Why Wine Is Actually Cheaper After Inflation

From gas to eggs to coffee to ground beef, it can seem like no consumer good is safe from the inflation that's been ripping through our wallets this past year-and-change. By this point, those who have been following along with global price trends can list the probable causes like school children reciting the Pledge of Allegiance. There are supply chain issues still catching up from pandemic labor shortages; there's increased demand, which was a major reason for the massive baby formula crisis; there are global farming resources withheld from Russia due to the war in Ukraine; and there are the standard increases in production costs. 

Many Americans are counting on the Inflation Reduction Act, which President Biden signed into law on August 17, to help curb prices in the coming months. In addition to investing nearly $4 billion in low-emission energy sources, the act aims to address inflation in part by "cracking down on large, profitable corporations that currently get away with paying no federal income tax" (per The White House). 

There's one industry that hasn't seen as much change as others since inflation took hold, however: the wine industry. Here's why the price of vino hasn't been as exorbitantly expensive as other products. 
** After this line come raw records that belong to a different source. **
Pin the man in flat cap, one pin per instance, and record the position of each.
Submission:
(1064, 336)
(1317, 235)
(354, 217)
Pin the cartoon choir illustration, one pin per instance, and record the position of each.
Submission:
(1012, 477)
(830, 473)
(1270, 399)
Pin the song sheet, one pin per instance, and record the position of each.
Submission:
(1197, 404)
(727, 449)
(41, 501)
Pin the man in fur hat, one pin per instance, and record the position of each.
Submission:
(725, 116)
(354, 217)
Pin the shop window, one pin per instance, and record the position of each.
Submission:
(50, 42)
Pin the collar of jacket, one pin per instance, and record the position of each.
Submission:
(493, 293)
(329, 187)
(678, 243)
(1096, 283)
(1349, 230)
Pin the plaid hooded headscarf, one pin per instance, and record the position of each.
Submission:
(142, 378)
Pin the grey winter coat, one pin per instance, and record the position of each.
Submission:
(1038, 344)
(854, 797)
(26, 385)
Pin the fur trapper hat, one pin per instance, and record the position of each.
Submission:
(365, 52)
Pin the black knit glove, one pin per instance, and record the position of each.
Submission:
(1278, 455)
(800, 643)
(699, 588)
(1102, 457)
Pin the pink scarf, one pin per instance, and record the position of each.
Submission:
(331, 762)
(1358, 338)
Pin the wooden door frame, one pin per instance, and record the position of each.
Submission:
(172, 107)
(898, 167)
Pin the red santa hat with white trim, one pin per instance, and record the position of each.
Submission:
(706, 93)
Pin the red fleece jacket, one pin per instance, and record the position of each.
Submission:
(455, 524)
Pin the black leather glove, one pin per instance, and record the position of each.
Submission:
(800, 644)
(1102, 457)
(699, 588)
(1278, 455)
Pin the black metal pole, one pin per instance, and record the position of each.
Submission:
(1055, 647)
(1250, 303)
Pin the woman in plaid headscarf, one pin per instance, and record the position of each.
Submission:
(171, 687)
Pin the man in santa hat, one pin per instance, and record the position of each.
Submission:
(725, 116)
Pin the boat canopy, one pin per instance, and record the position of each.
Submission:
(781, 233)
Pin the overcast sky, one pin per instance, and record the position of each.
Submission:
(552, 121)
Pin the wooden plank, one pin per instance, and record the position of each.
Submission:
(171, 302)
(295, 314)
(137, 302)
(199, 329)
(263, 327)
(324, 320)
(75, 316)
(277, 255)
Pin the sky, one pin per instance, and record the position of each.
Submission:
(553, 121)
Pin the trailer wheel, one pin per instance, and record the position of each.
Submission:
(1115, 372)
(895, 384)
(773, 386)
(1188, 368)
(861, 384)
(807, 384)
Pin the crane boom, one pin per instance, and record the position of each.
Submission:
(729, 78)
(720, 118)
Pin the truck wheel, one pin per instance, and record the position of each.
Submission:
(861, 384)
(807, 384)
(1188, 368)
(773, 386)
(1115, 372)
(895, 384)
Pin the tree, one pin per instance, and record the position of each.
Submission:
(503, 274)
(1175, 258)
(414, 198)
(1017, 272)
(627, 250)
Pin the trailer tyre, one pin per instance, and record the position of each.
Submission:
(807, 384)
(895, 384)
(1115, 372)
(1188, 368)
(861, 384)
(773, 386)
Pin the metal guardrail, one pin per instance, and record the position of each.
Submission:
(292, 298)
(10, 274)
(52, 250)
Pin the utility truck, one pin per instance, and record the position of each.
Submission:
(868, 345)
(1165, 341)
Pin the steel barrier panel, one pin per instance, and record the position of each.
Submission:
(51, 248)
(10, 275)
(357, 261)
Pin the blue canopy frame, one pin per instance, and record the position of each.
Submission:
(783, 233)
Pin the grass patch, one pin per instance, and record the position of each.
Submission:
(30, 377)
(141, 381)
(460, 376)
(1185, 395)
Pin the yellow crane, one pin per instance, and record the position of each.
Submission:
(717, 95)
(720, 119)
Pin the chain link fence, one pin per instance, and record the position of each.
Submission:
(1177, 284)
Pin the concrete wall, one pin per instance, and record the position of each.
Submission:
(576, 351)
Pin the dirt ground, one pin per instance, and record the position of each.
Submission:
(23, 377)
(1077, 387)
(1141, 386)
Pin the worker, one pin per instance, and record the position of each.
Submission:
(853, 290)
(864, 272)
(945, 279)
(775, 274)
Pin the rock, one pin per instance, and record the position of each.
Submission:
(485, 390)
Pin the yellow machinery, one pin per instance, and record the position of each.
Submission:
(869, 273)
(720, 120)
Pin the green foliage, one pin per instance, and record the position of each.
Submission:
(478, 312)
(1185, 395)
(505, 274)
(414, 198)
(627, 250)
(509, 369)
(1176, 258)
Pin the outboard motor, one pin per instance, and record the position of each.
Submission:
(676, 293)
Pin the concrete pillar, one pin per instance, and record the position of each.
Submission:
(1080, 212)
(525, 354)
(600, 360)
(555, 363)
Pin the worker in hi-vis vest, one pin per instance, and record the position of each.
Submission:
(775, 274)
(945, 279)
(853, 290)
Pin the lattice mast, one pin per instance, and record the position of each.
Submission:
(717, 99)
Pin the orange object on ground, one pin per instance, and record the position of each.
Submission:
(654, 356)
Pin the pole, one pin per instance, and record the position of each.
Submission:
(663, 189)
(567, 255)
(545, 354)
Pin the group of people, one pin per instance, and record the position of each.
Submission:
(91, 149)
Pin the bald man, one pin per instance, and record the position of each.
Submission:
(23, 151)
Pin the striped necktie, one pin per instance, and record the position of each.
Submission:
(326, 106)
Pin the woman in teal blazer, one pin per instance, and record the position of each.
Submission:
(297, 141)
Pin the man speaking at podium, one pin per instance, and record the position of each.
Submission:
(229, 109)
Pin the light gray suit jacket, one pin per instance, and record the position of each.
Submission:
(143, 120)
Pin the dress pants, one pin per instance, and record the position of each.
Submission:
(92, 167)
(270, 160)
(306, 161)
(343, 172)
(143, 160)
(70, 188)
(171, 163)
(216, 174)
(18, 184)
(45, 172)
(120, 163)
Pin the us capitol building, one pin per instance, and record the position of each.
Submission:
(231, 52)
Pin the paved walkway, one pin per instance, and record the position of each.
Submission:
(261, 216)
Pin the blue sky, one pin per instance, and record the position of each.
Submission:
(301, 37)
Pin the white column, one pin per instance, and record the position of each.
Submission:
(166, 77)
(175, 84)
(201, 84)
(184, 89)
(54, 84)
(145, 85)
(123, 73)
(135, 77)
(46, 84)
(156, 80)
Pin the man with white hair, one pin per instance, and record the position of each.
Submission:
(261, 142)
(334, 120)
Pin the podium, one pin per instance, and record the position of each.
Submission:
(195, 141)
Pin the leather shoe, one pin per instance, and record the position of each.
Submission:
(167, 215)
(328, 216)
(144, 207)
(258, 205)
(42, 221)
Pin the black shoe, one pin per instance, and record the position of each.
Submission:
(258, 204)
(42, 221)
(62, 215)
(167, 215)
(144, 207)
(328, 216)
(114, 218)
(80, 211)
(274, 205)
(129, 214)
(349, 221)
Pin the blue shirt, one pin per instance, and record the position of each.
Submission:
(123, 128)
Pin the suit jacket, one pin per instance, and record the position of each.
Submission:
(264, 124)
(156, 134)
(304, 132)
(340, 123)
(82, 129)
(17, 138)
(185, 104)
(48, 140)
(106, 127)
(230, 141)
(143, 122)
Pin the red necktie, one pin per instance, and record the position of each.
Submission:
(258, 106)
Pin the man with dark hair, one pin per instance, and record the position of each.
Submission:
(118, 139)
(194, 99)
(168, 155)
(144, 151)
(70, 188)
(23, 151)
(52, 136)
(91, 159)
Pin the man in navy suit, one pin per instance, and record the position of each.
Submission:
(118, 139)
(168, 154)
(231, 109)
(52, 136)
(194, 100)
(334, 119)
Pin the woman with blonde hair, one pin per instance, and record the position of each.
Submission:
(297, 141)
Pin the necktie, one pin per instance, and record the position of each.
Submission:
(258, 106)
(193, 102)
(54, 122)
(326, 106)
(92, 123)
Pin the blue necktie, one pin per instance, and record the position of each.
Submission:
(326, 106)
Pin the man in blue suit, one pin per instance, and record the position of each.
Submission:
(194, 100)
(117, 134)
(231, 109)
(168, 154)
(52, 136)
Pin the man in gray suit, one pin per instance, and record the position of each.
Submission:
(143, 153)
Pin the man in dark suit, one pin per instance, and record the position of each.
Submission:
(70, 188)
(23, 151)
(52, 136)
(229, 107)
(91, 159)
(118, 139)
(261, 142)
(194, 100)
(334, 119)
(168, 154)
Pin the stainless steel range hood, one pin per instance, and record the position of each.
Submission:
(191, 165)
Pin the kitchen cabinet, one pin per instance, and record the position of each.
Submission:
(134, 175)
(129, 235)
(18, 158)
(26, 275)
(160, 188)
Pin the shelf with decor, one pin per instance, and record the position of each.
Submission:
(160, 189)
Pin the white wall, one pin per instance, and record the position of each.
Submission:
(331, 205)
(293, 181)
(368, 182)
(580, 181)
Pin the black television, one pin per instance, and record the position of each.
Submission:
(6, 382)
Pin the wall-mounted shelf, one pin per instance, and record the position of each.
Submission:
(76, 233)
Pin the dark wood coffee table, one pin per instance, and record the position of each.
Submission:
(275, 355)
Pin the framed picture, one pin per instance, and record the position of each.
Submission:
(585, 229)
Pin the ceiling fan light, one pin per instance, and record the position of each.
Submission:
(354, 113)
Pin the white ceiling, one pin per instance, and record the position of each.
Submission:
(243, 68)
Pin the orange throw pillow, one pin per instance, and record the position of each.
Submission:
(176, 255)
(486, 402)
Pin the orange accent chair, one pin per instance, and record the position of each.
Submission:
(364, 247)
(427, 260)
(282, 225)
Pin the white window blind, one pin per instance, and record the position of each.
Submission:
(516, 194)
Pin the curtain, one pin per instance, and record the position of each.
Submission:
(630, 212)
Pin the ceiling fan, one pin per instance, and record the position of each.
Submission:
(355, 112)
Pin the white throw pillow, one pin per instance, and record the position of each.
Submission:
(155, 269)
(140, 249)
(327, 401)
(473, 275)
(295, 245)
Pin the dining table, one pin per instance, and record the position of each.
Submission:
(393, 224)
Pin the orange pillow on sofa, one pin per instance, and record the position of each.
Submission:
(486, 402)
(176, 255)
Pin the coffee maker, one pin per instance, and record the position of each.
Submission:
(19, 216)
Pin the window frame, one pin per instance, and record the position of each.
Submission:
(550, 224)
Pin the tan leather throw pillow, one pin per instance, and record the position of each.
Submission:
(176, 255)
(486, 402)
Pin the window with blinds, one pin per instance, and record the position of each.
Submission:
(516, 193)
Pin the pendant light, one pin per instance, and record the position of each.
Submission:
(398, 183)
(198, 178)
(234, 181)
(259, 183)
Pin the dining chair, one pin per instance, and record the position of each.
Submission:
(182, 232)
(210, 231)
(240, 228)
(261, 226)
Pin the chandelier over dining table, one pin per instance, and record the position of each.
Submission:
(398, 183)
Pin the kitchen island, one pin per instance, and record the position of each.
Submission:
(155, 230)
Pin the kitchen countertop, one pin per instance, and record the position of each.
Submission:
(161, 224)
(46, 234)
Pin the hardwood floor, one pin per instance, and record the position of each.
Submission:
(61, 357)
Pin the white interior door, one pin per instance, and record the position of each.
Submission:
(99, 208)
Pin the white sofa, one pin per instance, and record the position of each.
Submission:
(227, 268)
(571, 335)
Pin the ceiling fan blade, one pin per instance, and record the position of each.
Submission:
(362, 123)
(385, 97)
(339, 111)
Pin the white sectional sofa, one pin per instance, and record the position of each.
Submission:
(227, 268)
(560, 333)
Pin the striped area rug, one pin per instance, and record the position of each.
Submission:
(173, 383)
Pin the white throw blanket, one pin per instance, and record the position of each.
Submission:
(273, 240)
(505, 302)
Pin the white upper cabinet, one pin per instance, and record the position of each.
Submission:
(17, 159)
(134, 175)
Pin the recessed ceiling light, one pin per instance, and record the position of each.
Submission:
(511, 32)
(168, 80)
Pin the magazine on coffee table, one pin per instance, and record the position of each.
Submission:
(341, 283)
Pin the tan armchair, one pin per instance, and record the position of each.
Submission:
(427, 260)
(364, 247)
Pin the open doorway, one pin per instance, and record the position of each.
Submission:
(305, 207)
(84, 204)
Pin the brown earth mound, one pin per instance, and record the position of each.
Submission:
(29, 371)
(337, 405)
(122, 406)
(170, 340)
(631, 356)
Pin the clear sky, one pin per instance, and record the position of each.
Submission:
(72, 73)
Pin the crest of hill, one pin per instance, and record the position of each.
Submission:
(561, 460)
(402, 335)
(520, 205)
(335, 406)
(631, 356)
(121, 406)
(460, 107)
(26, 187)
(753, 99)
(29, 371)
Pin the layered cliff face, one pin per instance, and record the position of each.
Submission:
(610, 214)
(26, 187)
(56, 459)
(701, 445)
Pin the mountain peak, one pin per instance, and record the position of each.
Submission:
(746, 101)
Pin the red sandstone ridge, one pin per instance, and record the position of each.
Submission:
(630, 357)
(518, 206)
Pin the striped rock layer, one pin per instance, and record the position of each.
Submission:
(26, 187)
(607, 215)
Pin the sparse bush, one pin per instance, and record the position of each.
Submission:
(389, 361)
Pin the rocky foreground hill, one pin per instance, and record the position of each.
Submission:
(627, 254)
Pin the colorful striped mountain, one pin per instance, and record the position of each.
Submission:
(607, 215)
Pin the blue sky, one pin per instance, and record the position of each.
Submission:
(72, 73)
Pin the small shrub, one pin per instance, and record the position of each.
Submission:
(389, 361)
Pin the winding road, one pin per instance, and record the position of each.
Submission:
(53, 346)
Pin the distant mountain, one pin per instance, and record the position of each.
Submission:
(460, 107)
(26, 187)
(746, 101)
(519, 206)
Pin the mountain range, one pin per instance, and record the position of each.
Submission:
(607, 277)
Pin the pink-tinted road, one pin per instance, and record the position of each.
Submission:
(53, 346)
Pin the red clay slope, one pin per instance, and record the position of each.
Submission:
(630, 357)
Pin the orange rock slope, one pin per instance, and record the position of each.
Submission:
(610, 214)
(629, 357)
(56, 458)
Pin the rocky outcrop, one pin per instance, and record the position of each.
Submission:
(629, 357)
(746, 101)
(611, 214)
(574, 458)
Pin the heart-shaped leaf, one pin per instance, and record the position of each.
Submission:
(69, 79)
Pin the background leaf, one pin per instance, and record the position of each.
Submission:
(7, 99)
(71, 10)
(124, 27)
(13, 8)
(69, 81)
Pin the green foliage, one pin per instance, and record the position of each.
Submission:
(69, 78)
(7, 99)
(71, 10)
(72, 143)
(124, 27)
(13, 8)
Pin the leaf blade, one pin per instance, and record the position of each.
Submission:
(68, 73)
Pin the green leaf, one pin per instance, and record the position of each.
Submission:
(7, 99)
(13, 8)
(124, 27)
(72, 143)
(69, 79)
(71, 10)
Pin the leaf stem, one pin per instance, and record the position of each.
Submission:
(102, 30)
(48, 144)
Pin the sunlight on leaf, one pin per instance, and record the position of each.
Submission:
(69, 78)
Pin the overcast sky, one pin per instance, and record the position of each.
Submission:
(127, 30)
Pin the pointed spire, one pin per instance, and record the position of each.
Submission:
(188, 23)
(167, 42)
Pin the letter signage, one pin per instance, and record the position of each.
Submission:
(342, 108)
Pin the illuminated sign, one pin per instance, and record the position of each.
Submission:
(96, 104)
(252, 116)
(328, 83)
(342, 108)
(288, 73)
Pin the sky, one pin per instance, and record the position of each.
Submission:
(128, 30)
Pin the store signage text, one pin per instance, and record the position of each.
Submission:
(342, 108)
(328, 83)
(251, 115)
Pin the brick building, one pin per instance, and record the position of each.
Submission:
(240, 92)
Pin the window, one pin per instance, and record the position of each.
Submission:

The price of wine is lower than it was a few months ago

With the exception of a surge in 2021, the price of wine has been relatively mellow during inflation — at least in comparison to other consumer goods. According to data compiled by the U.S. Bureau of Labor Statistics, the average cost of a liter of red and white table wine in July 2022 ($13.33) was 2.1% lower than its high point in April 2021 ($13.62). Granted, the current price of wine is significantly higher than it was in mid-2019, but that can be chalked up to standard U.S. inflation rates, which jump an average of 3.8% per year (per WorldData).

Earlier in 2022, wine did seem like the latest victim of inflation. It wasn't the liquid inside that was to blame, but rather, the glass bottles it came in. According to MarketWatch, the surge in oil prices had a major effect on the "energy-intensive process" of glass production. 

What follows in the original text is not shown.